Logo Polskiego Radia
POSŁUCHAJ
IAR
Gabriela Skonieczna 07.07.2011

Siły libijskich rebeliantów coraz bliżej Trypolisu

Libijscy rebelianci odnotowują kolejne sukcesy w walkach z siłami Muammara Kaddafiego i są coraz bliżej stolicy kraju.
Siły libijskich rebeliantów coraz bliżej TrypolisuGlow Images/East News

Podczas dwudniowej ofensywy wspierane przez lotnictwo NATO siły rebelianckie zajęły osady na południe od Trypolisu, przesuwają się także dalej na wschód- - donosi agencja AFP. Wśród terenów zajętych przez opozycjonistów jest między innymi strategiczne dla sił Kadafiego miasto Garjan w górach Nafusa. Według niektórych źródeł, ofensywa rebeliantów jest ściśle koordynowana z działaniami NATO.

Korespondent AFP donosi, że cały czas dochodzi do ostrej wymiany ognia między oddziałami libijskiego dyktatora a rebeliantami. NATO informuje o siedmiu ważnych celach wojskowych, zaatakowanych przez siły opozycyjne. Na wschód od miasta Braga zniszczonych zostało w tym między innymi osiem pojazdów opancerzonych.
Dowództwo sił rebelianckich w Bengazi poinformowało, że w ciężkich walkach zginęło co najmniej 10 bojowników, a prawie 60 zostało rannych. W starciach śmierć poniosło także 10 wojskowych z sił Kadafiego.

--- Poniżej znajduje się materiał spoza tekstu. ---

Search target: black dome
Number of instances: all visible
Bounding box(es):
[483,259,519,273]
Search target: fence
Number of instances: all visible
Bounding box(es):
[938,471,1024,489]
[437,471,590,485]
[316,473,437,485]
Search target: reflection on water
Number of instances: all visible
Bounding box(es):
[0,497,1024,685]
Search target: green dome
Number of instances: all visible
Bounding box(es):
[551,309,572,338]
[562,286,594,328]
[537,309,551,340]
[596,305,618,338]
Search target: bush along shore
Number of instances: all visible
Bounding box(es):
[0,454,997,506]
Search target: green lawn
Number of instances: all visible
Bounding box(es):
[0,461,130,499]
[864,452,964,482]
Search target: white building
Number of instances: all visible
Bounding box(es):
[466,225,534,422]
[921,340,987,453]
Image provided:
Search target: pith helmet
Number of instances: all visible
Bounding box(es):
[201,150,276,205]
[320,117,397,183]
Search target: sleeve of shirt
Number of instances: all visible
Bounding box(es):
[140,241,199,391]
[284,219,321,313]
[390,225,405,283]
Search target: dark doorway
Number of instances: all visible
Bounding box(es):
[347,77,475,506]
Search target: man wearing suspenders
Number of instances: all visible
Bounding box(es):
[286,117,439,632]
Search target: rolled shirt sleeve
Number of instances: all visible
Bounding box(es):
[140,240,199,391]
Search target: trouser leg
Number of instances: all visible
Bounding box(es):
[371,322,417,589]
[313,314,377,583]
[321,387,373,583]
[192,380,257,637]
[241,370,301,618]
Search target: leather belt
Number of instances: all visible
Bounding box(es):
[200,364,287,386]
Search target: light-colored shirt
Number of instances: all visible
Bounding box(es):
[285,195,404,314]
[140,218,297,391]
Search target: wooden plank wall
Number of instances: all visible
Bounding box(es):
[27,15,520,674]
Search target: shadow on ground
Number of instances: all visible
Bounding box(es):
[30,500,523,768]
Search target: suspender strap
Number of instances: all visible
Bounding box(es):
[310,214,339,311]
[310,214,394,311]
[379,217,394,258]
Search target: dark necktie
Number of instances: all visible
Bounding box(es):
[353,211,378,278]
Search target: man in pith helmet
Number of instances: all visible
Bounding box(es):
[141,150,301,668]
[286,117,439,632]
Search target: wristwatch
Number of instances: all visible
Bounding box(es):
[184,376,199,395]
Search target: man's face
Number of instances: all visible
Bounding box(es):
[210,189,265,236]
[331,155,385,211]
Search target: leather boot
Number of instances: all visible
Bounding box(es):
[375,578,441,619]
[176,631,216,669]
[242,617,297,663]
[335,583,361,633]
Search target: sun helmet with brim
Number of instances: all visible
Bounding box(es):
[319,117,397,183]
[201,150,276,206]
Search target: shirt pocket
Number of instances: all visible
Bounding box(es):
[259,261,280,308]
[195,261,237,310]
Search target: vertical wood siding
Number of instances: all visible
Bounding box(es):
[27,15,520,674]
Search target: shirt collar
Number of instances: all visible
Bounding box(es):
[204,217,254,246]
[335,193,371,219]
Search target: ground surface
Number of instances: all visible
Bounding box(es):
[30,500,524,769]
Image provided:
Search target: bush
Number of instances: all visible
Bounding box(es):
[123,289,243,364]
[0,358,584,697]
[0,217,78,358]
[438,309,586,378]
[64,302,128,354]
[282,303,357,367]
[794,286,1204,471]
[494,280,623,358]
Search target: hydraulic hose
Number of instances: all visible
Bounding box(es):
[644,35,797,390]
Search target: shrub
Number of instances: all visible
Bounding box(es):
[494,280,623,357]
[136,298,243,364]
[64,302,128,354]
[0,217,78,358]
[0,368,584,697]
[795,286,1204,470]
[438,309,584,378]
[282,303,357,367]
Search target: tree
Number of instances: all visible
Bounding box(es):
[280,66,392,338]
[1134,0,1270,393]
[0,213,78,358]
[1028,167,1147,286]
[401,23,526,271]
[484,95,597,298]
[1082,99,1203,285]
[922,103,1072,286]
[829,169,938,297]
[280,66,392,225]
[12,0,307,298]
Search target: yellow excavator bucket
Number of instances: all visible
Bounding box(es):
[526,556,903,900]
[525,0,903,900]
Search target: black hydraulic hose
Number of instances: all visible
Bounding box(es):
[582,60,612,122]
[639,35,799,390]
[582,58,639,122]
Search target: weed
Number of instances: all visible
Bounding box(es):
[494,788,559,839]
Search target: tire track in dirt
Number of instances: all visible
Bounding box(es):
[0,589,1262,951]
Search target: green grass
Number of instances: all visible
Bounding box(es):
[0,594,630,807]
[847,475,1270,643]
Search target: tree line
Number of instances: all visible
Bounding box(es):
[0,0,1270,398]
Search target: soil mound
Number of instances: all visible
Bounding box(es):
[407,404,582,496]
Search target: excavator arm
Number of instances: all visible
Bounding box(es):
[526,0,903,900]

Trypolis szykuje się do obrony

Tymczasem, zwolennicy Muammara Kadafiego przygotowują się do obrony Trypolisu. Przedstawiciel libijskiego rządu Mussa Ibrahim poinformował, że mieszkańcom libijskiej stolicy rozdano ponad milion karabinów. W poniedziałek libijski rząd poinformował, że prowadzi poza krajem rozmowy z opozycją o zakończeniu konfliktu - między innymi we Włoszech, Egipcie i Norwegii.

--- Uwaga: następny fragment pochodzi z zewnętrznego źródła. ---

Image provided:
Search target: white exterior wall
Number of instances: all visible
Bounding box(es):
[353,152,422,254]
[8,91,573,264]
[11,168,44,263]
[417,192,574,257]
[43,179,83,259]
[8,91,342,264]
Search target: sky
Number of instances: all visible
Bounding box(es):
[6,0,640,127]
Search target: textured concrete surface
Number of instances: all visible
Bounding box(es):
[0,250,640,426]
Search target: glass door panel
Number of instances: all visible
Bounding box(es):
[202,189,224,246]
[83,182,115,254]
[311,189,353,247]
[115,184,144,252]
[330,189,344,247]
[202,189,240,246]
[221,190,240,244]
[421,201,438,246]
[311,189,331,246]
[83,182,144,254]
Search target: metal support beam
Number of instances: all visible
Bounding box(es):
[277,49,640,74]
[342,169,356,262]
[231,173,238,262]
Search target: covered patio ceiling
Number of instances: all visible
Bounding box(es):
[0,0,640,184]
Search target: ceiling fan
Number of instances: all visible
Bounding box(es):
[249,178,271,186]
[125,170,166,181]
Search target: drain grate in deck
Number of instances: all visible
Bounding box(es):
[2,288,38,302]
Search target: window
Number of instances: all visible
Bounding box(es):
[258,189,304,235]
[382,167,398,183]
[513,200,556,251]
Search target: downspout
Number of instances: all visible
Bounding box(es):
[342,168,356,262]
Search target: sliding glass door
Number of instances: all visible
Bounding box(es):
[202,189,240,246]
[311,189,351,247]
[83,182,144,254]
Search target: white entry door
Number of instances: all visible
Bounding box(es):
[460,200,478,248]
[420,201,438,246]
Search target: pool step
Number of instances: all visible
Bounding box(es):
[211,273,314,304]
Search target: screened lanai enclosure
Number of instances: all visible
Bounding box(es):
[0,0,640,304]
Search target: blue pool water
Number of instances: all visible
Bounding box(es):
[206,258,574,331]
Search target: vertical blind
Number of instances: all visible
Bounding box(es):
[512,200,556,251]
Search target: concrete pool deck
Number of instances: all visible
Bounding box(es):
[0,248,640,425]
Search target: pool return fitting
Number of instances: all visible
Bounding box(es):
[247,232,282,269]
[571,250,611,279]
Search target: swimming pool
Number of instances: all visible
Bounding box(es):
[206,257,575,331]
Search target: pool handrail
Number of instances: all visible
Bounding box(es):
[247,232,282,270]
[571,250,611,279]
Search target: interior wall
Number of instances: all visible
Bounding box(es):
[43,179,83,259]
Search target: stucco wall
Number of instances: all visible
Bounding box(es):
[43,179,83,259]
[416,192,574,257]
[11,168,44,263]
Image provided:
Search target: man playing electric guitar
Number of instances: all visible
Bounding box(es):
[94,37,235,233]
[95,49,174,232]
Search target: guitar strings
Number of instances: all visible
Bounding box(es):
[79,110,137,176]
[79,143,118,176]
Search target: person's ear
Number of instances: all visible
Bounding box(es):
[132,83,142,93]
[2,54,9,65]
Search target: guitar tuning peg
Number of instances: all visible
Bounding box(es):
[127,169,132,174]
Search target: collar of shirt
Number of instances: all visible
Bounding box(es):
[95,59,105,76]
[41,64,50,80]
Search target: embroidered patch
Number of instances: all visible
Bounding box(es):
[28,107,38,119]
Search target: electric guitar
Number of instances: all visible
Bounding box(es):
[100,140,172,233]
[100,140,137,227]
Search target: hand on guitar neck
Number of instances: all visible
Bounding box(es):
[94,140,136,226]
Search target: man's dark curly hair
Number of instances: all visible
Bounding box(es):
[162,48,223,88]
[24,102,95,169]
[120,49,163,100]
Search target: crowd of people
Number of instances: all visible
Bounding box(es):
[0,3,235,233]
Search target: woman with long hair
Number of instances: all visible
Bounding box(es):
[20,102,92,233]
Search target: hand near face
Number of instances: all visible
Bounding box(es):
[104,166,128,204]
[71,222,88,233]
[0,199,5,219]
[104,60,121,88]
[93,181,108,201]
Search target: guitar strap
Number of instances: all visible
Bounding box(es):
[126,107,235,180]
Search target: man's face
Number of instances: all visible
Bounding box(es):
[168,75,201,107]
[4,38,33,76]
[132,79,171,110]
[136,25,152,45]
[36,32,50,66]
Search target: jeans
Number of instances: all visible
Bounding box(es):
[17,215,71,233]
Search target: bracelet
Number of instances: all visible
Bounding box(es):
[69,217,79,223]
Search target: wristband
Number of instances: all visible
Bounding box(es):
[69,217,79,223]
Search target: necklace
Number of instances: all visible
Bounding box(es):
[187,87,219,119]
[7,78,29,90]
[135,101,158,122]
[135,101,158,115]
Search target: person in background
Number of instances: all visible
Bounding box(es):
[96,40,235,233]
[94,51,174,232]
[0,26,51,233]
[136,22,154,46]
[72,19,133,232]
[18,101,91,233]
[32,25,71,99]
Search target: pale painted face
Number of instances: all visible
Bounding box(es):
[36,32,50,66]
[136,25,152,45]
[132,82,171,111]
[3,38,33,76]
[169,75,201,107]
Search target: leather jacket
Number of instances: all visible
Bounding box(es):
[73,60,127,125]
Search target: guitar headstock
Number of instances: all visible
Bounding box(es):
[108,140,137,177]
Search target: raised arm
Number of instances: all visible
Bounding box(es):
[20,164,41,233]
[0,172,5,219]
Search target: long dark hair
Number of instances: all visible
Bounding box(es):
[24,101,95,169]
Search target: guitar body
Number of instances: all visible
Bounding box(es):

Coraz więcej krajów uznaje jednak za prawowity rząd libijski gabinet sformowany przez opozycję z siedzibą w Bengazi. Dziś szef polskiej dyplomacji poinformował, że polski ambasador rozpoczął urzędowanie właśnie w tym mieście. W marcu placówka w Trypolisie została zamknięta ze względów bezpieczeństwa.

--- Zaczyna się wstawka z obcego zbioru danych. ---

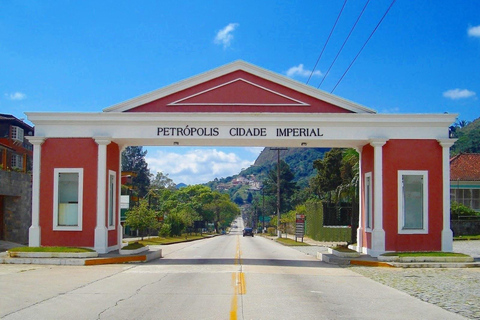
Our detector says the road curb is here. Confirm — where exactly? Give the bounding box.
[0,249,162,266]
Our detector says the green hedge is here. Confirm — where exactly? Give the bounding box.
[306,201,352,242]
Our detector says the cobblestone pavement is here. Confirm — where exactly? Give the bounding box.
[349,267,480,319]
[294,241,480,319]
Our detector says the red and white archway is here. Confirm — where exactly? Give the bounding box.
[27,61,456,256]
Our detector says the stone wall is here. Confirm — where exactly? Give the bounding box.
[0,170,32,244]
[450,220,480,237]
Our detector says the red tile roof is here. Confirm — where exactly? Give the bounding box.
[450,153,480,181]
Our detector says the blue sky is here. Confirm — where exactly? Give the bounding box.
[0,0,480,183]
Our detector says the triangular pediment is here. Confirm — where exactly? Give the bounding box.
[103,61,375,113]
[169,78,308,106]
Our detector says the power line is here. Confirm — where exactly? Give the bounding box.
[307,0,348,84]
[317,0,370,89]
[330,0,396,93]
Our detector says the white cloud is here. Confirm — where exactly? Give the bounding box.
[214,23,239,48]
[286,63,322,77]
[382,107,400,113]
[145,148,253,184]
[468,26,480,38]
[443,89,476,100]
[5,92,27,100]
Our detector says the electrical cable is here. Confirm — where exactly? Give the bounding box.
[306,0,348,84]
[317,0,370,89]
[330,0,396,93]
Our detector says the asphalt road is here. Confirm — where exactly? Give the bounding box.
[0,221,464,320]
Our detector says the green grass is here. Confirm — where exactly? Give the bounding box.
[8,247,95,253]
[453,234,480,241]
[129,235,205,246]
[275,238,309,246]
[332,246,357,252]
[382,251,468,257]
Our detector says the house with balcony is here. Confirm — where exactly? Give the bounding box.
[0,113,34,172]
[0,114,34,243]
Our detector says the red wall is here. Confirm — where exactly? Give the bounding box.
[383,140,443,251]
[128,70,350,113]
[40,138,98,247]
[105,142,120,247]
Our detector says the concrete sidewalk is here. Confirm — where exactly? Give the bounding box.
[262,234,480,268]
[0,241,162,266]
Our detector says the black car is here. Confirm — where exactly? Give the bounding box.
[243,228,253,237]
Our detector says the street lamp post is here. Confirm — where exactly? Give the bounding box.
[270,148,287,238]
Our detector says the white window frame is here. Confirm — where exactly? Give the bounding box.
[365,172,373,232]
[107,170,117,230]
[10,153,23,169]
[53,168,83,231]
[398,170,428,234]
[12,126,24,142]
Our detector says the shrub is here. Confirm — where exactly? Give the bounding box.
[158,222,172,238]
[450,201,478,219]
[267,227,277,236]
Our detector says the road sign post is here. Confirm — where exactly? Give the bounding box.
[295,213,306,242]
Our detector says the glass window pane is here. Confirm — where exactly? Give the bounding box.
[403,175,424,229]
[58,172,79,226]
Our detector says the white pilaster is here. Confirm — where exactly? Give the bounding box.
[27,137,45,247]
[356,147,364,252]
[94,138,111,253]
[438,139,456,252]
[117,146,126,249]
[370,139,387,257]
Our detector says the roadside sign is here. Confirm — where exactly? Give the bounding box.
[295,214,305,242]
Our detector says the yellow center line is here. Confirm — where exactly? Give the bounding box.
[230,236,247,320]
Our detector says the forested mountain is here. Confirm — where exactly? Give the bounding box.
[450,118,480,155]
[206,148,330,204]
[248,148,330,187]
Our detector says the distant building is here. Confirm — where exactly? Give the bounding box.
[0,114,33,243]
[0,114,34,172]
[450,153,480,211]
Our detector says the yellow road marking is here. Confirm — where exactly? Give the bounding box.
[230,236,247,320]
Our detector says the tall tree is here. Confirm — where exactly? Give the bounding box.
[125,199,158,240]
[310,149,343,199]
[122,146,151,197]
[150,172,177,190]
[263,160,298,212]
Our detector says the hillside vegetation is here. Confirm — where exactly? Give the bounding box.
[206,148,330,204]
[450,118,480,155]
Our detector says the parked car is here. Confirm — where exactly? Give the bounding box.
[243,228,253,237]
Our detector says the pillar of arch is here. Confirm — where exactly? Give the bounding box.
[27,61,456,256]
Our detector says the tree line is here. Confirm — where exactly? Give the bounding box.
[122,147,240,236]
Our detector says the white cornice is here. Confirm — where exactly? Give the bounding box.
[25,112,457,127]
[103,60,375,113]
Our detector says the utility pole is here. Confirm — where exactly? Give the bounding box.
[270,148,287,238]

Pentagon nie dostarczy broni

Izba Reprezentantów Stanów Zjednoczonych nie zgodziła się, aby Pentagon dostarczał broń libijskim rebeliantom oraz szkolił ich. Izba zadecydowała również, że Departament Obrony USA nie może doradzać powstańcom ani w żaden inny sposób ich wspierać. Za głosowało 225 członków Izby Reprezentantów, przeciw 201.

Wniosek w tej sprawie złożył republikanin Tom Cole z Oklahomy. Media podkreślają, że część amerykańskiej opinii publicznej krytykuje działania prezydenta Baracka Obamy i zaangażowanie się Stanów Zjednoczonych w konflikt w Libii.
Głosowanie w amerykańskim Senacie w tej sprawie ma się odbyć jutro lub na początku przyszłego tygodnia.